Orthogroup | NR tophit name | NR tophit description | NR top Similarity |
OG0003655 | EPB92269.1 | STE/STE20 protein kinase [Mucor circinelloides f. circinelloides 1006PhL] | 96.9% |
OG0002531 | GAN03371.1 | TRM2 tRNA methyltransferase 2 homolog A [Mucor ambiguus] | 83% |
OG0000774 | GAN00621.1 | pkinase-domain-containing protein [Mucor ambiguus] | 81.2% |
OG0004491 | GAN01313.1 | transmembrane and coiled-coil domain-containing protein 3 [Mucor ambiguus] | 78.3% |
OG0002100 | OAD09236.1 | glycoside hydrolase family 36 protein [Mucor circinelloides f. lusitanicus CBS 277.49] | 76.7% |
OG0001006 | GAN03654.1 | sel1 repeat protein [Mucor ambiguus] | 69.1% |
OG0003562 | PHZ17618.1 | Quino protein alcohol dehydrogenase-like protein [Rhizopus microsporus ATCC 52813] | 67.5% |
OG0002562 | GAN07947.1 | small GTPase rabE [Mucor ambiguus] | 58.6% |
OG0002218 | OBZ90755.1 | Centrosomal protein [Choanephora cucurbitarum] | 51.1% |
OG0002849 | OBZ88254.1 | DNA-dependent protein kinase catalytic subunit [Choanephora cucurbitarum] | 51% |
Based on the pan-genome analysis data, a maximum likelihood-based phylogenetic tree was constructed in 25 Mucorales fungi and 18 non-Mucorales fungi, with 4 Entomopthorales fungi as outgroups (Figure 6). We confirmed that Mucorales species were far away from non-Mucorales species. In addition, we noticed that the M. irregularis (B50a) and M. hiemalis (B66h) were clustered in one clade, sharing a very close relationship.
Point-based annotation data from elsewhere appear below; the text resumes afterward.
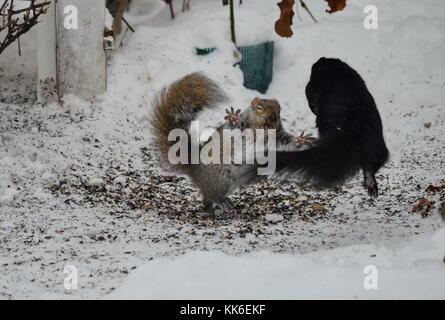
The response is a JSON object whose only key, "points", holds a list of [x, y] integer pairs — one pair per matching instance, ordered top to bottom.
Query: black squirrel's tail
{"points": [[177, 106], [328, 163]]}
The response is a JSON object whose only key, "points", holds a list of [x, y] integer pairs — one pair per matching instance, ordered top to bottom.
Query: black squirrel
{"points": [[179, 104], [349, 127]]}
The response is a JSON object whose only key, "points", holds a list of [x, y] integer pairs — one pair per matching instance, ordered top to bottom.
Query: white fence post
{"points": [[46, 52], [81, 61]]}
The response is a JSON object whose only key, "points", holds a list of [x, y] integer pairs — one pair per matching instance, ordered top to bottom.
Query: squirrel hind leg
{"points": [[219, 208]]}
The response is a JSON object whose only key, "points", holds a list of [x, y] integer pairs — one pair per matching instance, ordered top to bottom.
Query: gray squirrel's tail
{"points": [[177, 106]]}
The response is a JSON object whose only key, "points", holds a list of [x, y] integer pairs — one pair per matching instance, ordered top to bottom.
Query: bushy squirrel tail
{"points": [[177, 106], [329, 163]]}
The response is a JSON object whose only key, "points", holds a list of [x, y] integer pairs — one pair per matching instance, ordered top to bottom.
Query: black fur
{"points": [[349, 126]]}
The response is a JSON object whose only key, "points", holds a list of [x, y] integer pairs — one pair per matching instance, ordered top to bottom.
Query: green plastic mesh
{"points": [[256, 64]]}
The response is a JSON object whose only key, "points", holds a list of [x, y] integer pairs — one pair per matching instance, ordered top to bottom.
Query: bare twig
{"points": [[18, 22]]}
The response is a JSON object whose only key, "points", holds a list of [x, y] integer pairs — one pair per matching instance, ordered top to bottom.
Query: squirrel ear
{"points": [[255, 101]]}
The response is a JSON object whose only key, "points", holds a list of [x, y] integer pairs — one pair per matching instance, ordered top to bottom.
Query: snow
{"points": [[67, 172], [414, 271]]}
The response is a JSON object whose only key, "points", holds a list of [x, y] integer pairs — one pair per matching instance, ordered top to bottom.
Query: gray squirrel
{"points": [[180, 104]]}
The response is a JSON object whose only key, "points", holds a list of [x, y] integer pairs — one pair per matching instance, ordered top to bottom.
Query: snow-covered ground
{"points": [[79, 186]]}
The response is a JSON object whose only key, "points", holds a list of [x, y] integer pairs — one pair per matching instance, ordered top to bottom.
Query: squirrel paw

Cokeromyces recurvatus and Actinomucor elegans were phylogenetically related to Mucor spp. within one phylogenetic cluster.
3.5. Expressions of proteins related to the virulence
To verify the reported proteins related to the virulence of Mucorales species, the copies of these proteins were compared in Mucorales species and other pathogenic fungi. Despite that arf and aqp1 showed no difference, atf, gcn4, igp1, pps1, mcmyo5, mcplD, 112092, hmgR, cotH3 and fob had significant difference while ico1 varied slightly between the two groups (Figure 7). For further knowledge of the unequal pathogenicity of the Mucorales species, we listed the expression of proteins related to the virulence in all the fungi we have referred above (Figure 8). Few expressions of 112092, cotH3, gcn4 and igp1 was detected in non-Mucorales species, while almost all the Mucorales species expressed in different levels. Although the protein expression of fob and hmgR exhibited significant difference between Mucorales species and other pathogenic fungi, both were not as high as other proteins. Compared to the non-Mucorales species, Mucorales species displayed abundant but uneven expression levels of pps1, atf, mcplD and mcmyo5. Gene pps1 expressed mainly in Rhizopus stolonifer, Rhizopus delemar and Mucor irregularis; atf had high expression in Mucor racemosus, Rhizopus delemar, Mucor lusitanicus, Mucor circinelloides and Rhizopus arrhizus; mcplD expressed more in Rhizopus stolonifer, Apophysomyces elegans and Mucor racemosus; mcmyo5 had multiple expressions in Rhizopus stolonifer, Mucor racemosus and Rhizopus delemar.